Would you prefer that I do the tests from scratch, or are you happy that I take ideas from Guava's tests?

jrtom commented 6 years ago

@jbduncan The licensing requirements of Apache 2.0 and the 3-clause BSD license (which JUNG uses) are compatible, as I understand it, so I don't think that taking inspiration from Guava's tests should be a problem (although we always meant to reconsider how they were put together given time).
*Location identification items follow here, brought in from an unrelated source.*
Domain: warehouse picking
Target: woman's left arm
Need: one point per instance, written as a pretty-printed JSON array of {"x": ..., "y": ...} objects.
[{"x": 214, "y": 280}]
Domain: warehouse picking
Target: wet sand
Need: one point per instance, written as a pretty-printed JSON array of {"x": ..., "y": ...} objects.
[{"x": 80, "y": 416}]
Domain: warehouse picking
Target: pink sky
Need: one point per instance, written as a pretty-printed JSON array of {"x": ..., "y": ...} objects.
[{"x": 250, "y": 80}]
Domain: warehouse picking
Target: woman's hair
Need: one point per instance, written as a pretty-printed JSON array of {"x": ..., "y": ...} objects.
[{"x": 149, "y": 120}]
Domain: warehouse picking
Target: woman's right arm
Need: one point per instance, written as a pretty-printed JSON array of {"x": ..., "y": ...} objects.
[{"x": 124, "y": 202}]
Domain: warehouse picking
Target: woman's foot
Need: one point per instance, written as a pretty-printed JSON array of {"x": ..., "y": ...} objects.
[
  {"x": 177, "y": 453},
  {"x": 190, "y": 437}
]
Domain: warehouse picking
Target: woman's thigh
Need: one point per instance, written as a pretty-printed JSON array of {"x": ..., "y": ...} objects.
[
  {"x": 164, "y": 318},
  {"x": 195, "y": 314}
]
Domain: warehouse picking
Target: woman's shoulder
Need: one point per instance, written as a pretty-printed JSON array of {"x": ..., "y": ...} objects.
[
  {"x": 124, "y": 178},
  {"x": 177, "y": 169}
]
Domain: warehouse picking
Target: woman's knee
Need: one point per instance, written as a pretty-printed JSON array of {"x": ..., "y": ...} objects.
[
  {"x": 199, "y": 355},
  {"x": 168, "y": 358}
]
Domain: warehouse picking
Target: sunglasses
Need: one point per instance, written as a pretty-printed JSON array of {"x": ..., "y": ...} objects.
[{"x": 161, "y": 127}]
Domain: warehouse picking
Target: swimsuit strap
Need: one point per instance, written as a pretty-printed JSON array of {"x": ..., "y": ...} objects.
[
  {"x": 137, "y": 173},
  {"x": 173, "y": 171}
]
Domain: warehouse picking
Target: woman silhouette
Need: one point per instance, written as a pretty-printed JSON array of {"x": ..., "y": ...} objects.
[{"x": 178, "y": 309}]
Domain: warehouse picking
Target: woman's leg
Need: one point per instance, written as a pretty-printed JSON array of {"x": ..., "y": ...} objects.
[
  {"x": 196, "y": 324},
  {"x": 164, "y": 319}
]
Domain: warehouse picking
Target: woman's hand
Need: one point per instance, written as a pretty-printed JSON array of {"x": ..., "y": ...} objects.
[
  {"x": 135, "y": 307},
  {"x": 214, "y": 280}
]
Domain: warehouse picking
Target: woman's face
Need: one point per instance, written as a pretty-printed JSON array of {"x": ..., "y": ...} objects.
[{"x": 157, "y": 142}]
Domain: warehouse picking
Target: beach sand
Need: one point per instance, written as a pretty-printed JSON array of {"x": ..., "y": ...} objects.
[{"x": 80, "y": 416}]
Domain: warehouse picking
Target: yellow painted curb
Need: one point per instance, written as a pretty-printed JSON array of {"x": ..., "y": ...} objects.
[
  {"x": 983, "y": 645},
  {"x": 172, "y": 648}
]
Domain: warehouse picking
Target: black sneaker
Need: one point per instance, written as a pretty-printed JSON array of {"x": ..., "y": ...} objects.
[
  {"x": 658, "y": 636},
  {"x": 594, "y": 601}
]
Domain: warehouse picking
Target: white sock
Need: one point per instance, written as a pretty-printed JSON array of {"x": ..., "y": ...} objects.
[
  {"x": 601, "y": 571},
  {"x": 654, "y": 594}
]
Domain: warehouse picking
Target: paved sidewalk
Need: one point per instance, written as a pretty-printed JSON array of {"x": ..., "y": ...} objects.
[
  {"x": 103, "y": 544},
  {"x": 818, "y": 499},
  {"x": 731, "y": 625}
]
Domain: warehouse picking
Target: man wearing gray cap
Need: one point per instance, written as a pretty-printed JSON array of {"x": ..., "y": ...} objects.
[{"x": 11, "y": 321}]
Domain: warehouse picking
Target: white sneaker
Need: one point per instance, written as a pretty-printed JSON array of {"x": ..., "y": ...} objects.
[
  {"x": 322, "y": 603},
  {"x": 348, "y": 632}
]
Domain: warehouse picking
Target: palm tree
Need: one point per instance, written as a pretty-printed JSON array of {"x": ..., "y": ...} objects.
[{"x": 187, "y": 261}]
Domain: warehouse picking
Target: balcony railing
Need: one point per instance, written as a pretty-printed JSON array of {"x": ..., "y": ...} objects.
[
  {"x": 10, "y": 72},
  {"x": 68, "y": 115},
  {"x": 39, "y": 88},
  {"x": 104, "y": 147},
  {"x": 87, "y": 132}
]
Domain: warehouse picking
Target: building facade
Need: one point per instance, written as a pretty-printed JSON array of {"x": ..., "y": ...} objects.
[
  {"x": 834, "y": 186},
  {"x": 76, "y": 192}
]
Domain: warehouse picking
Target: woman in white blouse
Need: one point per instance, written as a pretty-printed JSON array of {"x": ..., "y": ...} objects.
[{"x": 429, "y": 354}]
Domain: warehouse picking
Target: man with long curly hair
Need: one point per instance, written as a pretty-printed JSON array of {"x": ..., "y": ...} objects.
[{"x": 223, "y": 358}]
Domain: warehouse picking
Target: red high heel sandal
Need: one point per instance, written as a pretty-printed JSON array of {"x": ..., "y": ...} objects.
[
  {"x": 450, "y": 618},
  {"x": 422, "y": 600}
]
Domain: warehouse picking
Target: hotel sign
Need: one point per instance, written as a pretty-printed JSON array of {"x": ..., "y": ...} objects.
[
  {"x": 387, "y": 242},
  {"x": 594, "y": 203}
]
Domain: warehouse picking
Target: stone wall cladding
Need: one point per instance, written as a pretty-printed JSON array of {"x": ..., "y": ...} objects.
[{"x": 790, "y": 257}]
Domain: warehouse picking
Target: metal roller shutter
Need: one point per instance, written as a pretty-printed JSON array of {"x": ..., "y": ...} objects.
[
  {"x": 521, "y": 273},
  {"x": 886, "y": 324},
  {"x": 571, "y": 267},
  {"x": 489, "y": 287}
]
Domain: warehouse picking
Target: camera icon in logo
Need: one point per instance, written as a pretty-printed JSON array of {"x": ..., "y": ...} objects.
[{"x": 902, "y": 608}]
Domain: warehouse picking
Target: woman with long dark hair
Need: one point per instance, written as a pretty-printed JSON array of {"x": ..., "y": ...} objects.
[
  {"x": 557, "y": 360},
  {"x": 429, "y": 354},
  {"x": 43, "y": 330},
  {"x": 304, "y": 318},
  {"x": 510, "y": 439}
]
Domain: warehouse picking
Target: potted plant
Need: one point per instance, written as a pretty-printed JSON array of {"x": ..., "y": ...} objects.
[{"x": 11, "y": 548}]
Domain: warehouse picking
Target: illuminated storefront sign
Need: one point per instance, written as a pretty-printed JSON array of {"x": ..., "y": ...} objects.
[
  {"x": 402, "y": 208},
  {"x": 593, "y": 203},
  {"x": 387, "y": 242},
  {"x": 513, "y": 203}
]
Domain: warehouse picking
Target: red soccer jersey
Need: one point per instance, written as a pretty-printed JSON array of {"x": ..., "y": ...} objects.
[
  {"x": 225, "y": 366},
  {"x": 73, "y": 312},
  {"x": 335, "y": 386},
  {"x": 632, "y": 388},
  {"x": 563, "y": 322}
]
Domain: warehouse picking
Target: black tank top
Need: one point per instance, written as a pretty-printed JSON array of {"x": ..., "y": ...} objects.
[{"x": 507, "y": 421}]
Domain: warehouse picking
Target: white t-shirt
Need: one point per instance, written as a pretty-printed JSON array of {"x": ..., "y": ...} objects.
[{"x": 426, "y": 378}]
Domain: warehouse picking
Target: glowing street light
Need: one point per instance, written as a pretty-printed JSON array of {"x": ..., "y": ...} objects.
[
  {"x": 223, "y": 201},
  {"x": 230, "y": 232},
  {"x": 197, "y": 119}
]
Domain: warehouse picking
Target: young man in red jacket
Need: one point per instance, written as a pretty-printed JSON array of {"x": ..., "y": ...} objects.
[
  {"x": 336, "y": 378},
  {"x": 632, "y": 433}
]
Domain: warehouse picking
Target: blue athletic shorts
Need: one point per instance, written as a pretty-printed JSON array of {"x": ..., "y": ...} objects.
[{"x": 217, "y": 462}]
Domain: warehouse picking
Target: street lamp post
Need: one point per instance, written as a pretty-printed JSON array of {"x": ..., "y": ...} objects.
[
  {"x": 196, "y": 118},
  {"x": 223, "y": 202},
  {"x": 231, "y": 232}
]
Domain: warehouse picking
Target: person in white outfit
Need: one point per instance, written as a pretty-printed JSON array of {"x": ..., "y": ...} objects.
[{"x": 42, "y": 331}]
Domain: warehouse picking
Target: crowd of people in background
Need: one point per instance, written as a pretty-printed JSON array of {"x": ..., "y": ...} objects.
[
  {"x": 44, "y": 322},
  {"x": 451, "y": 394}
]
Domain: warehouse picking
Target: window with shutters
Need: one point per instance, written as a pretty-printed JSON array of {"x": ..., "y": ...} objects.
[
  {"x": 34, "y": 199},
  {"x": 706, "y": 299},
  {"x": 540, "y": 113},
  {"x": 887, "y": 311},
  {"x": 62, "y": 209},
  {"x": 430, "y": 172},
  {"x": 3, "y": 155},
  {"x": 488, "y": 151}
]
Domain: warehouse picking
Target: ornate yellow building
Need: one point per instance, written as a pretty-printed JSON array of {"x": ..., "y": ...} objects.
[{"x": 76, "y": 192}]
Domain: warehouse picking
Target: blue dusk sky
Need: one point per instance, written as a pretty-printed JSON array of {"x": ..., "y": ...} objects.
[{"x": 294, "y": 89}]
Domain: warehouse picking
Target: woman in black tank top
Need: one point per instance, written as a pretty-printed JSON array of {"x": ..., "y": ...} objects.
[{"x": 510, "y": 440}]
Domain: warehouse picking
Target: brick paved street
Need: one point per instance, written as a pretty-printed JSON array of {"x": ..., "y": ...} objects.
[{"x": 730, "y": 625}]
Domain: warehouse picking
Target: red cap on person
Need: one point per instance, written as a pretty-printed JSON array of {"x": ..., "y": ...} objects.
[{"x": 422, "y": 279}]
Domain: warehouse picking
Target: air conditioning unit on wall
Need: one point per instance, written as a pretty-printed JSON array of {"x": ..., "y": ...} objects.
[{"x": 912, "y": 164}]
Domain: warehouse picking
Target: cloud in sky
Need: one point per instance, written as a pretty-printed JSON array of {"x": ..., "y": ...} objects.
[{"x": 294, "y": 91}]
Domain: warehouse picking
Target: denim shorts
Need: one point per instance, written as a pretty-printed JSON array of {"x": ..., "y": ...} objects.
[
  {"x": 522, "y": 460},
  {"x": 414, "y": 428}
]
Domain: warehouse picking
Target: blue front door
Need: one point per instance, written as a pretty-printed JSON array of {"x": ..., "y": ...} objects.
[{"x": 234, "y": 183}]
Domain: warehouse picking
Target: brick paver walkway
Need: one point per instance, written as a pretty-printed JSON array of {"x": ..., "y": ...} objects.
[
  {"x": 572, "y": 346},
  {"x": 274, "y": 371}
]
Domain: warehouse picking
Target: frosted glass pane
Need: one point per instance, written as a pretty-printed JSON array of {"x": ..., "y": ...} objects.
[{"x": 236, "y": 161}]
jbduncan commented 6 years ago

@jrtom I admit that I'm struggling to understand what you mean when you say, "(although we always meant to reconsider how they were put together given time)". Would you mind clarifying for me what you meant by "they"?

...so I don't think that taking inspiration from Guava's tests should be a problem...

SGTM. :)

jrtom commented 6 years ago

I apparently missed the above comment. What I meant by "they" was the common.graph unit tests. I mean, they're not terrible, but I remember a discussion from a few years ago on how to refactor them to reduce redundancy (and make it easier for others to reuse the code).

jrtom commented 6 years ago

Not sure why GitHub thinks this issue should have been closed, there are still unresolved issues here, such as: (1) what tree-related classes do we need to hang onto (2) what are we doing to name these classes (they're not keeping the current names!).

Side note: there's been internal discussion of making public the ForwardingGraph implementation that common.graph has; if we do that, then these tree implementations become easier.